# Excited Pee Especially with Strangers



## kdunnigan.williams (Mar 18, 2013)

I found an old posting from someone who was having trouble with their Vizsla peeing when they got too excited, but it was mostly written about the pups excitement when the owner got home. My dog is 15 months old and extremely well potty trained (she knows exactly when and where to go in most circumstances) and we make sure she has frequent breaks outside to do her business, but when we are walking and someone stops to pet her, she piddles a small bit.

Any advice? I imagine that time is key, but when we have family members watch her, they get frustrated with it. 

Thanks!


----------



## einspänner (Sep 8, 2012)

I haven't dealt with this, but I found this article which addresses peeing from excitement and submissiveness. http://www.whole-dog-journal.com/issues/15_02/features/Preventing-Unwanted-Urination_20452-1.html

The most important and most difficult suggestion they offer is to control how people interact with your dog. Whether your dog is peeing from excitement or from submissiveness, having a stranger come into her space quickly and pet her excitedly is going to feed her energy or make her cower. Instruct them to keep their body language and voice calm and not to pet her on top of her head or reach over her. It'll probably also help if you take a moment to calm her before letting them greet her. 

You also don't HAVE to let people pet her.

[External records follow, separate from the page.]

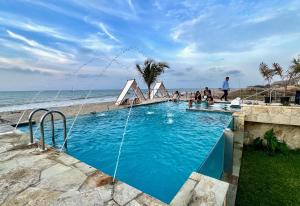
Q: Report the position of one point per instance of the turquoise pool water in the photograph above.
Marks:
(164, 143)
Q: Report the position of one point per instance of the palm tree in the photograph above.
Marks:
(285, 77)
(266, 72)
(295, 67)
(150, 71)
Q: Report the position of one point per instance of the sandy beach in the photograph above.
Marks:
(12, 117)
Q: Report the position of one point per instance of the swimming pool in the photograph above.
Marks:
(164, 143)
(216, 106)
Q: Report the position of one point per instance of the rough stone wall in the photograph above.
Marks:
(288, 133)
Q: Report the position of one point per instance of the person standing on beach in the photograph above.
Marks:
(225, 89)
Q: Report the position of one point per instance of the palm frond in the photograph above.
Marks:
(278, 70)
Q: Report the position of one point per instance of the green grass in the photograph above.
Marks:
(269, 180)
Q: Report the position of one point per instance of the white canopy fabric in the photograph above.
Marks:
(130, 84)
(159, 87)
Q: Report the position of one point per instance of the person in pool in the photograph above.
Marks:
(197, 97)
(207, 91)
(210, 100)
(190, 104)
(176, 96)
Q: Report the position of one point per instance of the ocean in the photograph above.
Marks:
(23, 100)
(20, 100)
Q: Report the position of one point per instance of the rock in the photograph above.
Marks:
(54, 170)
(124, 193)
(65, 181)
(185, 193)
(16, 181)
(33, 196)
(111, 203)
(95, 180)
(66, 159)
(89, 197)
(133, 203)
(145, 199)
(86, 169)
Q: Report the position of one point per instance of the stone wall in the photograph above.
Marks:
(288, 133)
(259, 118)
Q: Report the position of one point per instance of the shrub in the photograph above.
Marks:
(273, 144)
(258, 143)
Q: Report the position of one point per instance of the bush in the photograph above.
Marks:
(273, 144)
(258, 143)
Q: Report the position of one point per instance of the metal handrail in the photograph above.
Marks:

I think we worry about being rude or something, but you have every right to do what's best for her.


----------



## Stigeweard (Apr 30, 2014)

I do expect that to be difficult though, telling strangers who want to approach you and your dog to back off.

Maybe asking them to help with training or "could you do me a favor and..." would probably go a long way.


Disclaimer: I don't have my pup yet and have never done this myself


----------



## Canadian Expy (Feb 27, 2013)

I have not hesitated to tell an oncoming stranger "sorry, we are working on training". I've never got the impression that anyone is offended. Often those that I have encountered makes a comment of sympathy and remembers being in the same position at one time. 

I also find that if you keep your attention on your dog and continue to communicate with your dog, people don't typically approach. I look up and give a pleasant good morning/afternoon and carry on with my attention on my pup. 

It isn't always easy but we must do what is best for them and us.


----------